FISHER'S INFLUENCE:How Jeff Fisher helped convince Eddie George to take Tennessee State football job

"The thing Eddie does in everything he has been involved in is build relationships; he's a guy you can trust," said George's former Ohio State and Titans teammate, Chris Sanders, who is an assistant coach at Montgomery Bell Academy. "When you have a guy that you can trust and then he lays down the vision and everybody buys in, that's what a coach does. That's Eddie; that's why he's so special and the right person for this job."

George admitted he never spent much time thinking about becoming a coach until TSU president Glenda Glover and athletics director Mikki Allen presented him with the idea in March. So he hasn't spent nearly as much time preparing to coach as he did for many of his other endeavors.

After initially saying no to the idea, however, George continued to listen.

He called it his "intuition" that kept him interested. Maybe he didn't need any special training. Maybe he already possessed what he needs for this challenge and never realized it until it was put before him.   

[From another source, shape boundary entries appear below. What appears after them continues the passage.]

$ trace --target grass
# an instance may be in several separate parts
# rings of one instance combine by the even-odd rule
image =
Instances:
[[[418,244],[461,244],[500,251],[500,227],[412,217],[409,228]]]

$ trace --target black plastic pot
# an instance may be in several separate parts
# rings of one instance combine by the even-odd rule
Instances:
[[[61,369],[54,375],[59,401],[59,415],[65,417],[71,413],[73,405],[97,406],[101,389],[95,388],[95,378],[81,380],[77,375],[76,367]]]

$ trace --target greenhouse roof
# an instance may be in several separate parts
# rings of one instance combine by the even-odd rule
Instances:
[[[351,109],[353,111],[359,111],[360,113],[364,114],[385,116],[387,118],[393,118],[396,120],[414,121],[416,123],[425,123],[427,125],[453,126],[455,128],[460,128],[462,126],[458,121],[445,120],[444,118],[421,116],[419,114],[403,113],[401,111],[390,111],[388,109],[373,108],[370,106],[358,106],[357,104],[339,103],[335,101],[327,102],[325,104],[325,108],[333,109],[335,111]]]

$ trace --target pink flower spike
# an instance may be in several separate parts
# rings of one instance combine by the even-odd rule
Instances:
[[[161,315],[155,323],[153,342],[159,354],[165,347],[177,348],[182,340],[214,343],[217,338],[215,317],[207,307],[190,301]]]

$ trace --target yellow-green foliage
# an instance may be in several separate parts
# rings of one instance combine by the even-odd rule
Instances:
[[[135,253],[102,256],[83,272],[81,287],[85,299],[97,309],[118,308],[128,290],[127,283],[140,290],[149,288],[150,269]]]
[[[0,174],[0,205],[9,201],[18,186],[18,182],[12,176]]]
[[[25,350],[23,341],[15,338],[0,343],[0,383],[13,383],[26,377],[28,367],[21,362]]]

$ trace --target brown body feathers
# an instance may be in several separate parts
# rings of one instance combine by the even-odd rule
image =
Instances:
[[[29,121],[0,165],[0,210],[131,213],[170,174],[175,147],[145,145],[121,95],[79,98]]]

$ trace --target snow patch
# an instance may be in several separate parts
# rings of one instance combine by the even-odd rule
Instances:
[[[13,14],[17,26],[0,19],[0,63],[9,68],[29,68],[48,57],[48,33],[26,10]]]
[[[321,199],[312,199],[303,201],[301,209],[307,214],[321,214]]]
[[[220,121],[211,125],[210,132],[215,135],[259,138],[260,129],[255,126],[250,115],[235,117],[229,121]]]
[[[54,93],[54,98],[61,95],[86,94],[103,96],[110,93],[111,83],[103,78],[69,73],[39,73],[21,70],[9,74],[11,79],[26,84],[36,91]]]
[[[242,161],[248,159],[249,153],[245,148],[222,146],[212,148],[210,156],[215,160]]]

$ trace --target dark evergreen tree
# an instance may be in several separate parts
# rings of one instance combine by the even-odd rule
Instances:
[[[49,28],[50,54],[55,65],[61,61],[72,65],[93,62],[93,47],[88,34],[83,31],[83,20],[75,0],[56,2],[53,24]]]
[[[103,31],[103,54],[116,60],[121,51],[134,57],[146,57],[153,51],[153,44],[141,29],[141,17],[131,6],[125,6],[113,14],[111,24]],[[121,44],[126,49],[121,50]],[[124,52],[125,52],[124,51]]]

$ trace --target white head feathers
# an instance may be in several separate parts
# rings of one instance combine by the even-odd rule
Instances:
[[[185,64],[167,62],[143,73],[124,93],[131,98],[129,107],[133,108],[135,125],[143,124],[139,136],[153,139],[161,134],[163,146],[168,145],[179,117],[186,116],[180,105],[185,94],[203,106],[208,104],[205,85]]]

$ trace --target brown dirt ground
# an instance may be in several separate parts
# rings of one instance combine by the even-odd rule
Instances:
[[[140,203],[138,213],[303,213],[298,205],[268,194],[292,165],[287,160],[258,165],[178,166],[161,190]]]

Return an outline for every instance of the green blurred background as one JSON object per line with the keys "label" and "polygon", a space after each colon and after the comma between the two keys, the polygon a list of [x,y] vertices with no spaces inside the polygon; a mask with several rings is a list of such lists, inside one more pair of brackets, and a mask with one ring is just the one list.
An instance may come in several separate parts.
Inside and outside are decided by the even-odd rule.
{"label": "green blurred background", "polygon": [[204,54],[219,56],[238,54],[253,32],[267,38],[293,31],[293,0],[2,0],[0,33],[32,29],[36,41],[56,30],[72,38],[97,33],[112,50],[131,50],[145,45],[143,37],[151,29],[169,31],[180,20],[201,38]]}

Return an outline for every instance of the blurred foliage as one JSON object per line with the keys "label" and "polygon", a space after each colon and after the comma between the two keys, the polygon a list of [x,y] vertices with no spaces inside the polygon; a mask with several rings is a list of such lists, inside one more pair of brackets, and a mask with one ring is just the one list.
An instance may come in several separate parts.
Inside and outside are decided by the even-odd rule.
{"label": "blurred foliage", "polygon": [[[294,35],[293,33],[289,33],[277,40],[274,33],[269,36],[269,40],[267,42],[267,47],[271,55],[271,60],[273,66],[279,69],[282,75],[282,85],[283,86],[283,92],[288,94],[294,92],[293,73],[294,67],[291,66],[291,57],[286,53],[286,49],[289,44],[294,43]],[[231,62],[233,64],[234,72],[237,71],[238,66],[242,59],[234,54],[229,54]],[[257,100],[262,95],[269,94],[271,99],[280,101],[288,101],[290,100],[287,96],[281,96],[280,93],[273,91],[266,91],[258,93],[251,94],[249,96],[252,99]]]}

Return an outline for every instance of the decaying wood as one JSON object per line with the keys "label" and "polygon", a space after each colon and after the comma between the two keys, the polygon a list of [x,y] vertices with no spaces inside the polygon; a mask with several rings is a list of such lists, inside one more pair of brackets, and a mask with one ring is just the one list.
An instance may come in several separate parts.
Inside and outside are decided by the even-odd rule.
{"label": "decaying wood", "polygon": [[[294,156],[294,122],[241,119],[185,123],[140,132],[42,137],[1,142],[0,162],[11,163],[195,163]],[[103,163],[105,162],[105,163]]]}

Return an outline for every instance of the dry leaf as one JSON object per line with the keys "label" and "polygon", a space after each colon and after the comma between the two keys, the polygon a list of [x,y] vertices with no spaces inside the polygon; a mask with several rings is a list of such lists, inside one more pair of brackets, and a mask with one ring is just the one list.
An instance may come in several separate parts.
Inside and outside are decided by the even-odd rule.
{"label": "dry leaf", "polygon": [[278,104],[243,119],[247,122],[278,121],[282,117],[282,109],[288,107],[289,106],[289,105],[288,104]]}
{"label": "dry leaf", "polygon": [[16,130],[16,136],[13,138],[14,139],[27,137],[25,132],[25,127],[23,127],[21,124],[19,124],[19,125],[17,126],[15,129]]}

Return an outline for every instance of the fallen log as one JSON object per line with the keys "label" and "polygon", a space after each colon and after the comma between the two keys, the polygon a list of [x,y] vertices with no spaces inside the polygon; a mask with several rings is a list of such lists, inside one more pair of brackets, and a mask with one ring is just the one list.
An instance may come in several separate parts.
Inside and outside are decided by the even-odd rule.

"When Eddie alludes to his intuition, I think it's him being a guy that didn't want to coach early on in his NFL career, didn't think about it because he knew the time it takes away from you and your family; it's worse than being a player, honestly," said former Titans receiver Derrick Mason.

"But I think toward the latter part of his career, or even years after he retired, Eddie felt it could be a possibility for him," Mason said. "When a job like that comes across your plate, if there's any itch to coach, then you're going to think about it long and hard and that's what Eddie did."

Looking back at their time together — in practice and in games, in the huddle and in meetings — Mason recalled how George was seen by his teammates as sort of a coach on the field. He was a driving force who helped the Titans reach Super Bowl XXXIV. 

"He was a leader," Mason said. "We had multiple guys on that team who were leaders. Some were more vocal and some were quiet and led by example like Steve McNair. Eddie was drafted to be a leader of a franchise and he did that in all of his years with the Titans. He was vocal and he also led with his actions. He was a guy that was going to put in the work, and he said something when something needed to be said."

George has confidence in his organizational skills and believes his boldness to step to the forefront will help him overcome his lack of experience on the sideline.

"Leadership and being a head coach is about service, serving others," he said. "I'm at a place in my life where I'm ready to do just that. Whatever comes along with that — the good, the bad and the ugly — I'm willing to deal with it and move accordingly. I've been a mentor my whole life. I've been mentoring my sons my whole life. I've been in business and board meetings. There are so many elements and components that have prepared me for this moment."

Still, there will be choices and decisions he'll have to make on the spur of the moment that he's never had to make before. There will be Xs and Os he'll have to learn that come more natural to coaches he'll face who have been on the job for years.

"The nuances of coaching in-game, yeah I'm going to get criticized for not going for it on fourth down or not calling a timeout," George said.

"Maybe we should go for a two-point conversion when I go for one. There will be Monday-morning quarterbacks. I was that when I was an NFL analyst. So I know that's coming. That's where the learning curve is going to come in and I'm going to have to ask for patience and support."

That support could come from those George surrounds himself with on his staff.

He reportedly will bring former Titans coach Jeff Fisher on in an advisory role and will hire former NFL coach Hue Jackson as his offensive coordinator.

"Jeff has been in situations where he's been a head coach, so there's going to be times where Eddie's going to have to lean on him to make the right decision," Sanders said. "And Eddie will have to do the same thing with (Jackson). I know Eddie and I know he's smart enough to do that. And if they all work together like that it's going to be something special to see."